Kim Pickup

Personal information
- Full name: Kimberly Dawn Pickup
- Date of birth: October 4, 1978 (age 47)
- Place of birth: Van Nuys, California, United States
- Height: 1.75 m (5 ft 9 in)
- Position: Defender

College career
- Years: Team / Apps / (Gls)
- 1996–1999: Santa Clara Broncos

Senior career*
- Years: Team / Apps / (Gls)
- 2000: Boston Renegades / 7 / (0)
- 2001–2003: San Diego Spirit / 52 / (0)

= Kim Pickup =

American soccer player (born 1978)

Kimberly Dawn Pickup (born October 4, 1978) is an American retired soccer player who played for the San Diego Spirit.
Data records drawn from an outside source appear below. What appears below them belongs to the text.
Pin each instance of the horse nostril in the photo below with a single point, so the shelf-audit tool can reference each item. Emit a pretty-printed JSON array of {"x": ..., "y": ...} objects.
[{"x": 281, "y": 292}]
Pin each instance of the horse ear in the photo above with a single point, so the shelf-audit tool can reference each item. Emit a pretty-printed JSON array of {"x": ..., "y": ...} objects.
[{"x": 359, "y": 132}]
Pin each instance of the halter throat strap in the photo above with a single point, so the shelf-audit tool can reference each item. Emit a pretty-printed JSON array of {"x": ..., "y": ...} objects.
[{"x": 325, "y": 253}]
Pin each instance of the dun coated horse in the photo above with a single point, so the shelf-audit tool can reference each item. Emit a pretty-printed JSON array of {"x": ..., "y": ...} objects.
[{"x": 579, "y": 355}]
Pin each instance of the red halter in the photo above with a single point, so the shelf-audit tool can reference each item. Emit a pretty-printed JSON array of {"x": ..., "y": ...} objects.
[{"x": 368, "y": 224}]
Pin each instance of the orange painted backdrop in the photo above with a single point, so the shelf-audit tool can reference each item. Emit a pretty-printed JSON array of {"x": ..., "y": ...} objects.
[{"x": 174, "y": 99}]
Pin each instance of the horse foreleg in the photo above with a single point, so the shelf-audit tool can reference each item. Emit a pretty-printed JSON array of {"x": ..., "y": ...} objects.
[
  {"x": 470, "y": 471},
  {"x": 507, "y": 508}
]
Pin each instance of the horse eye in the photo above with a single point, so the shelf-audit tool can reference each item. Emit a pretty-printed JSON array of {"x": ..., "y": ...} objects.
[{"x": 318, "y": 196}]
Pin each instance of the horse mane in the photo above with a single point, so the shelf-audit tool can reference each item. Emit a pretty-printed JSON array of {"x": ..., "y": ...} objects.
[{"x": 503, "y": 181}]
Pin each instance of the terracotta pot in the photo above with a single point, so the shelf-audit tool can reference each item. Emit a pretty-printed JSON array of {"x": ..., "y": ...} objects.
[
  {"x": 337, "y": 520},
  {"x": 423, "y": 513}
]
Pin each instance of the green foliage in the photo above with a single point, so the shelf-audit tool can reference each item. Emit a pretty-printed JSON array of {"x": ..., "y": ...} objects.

She was a noted exponent of the flip throw in.

==Career==

Kimberley Pickup started playing volleyball before she tried playing soccer in high school. Pickup attended the Santa Clara University and played for the university team. Pickup's success in college soccer led her to be spotted by professional soccer teams in the Women's United Soccer Association.

In 2000 she played for Boston Renegades of the USL W-League, making seven appearances. Pickup was then a 4th round pick in the 2000 WUSA Draft by San Diego Spirit.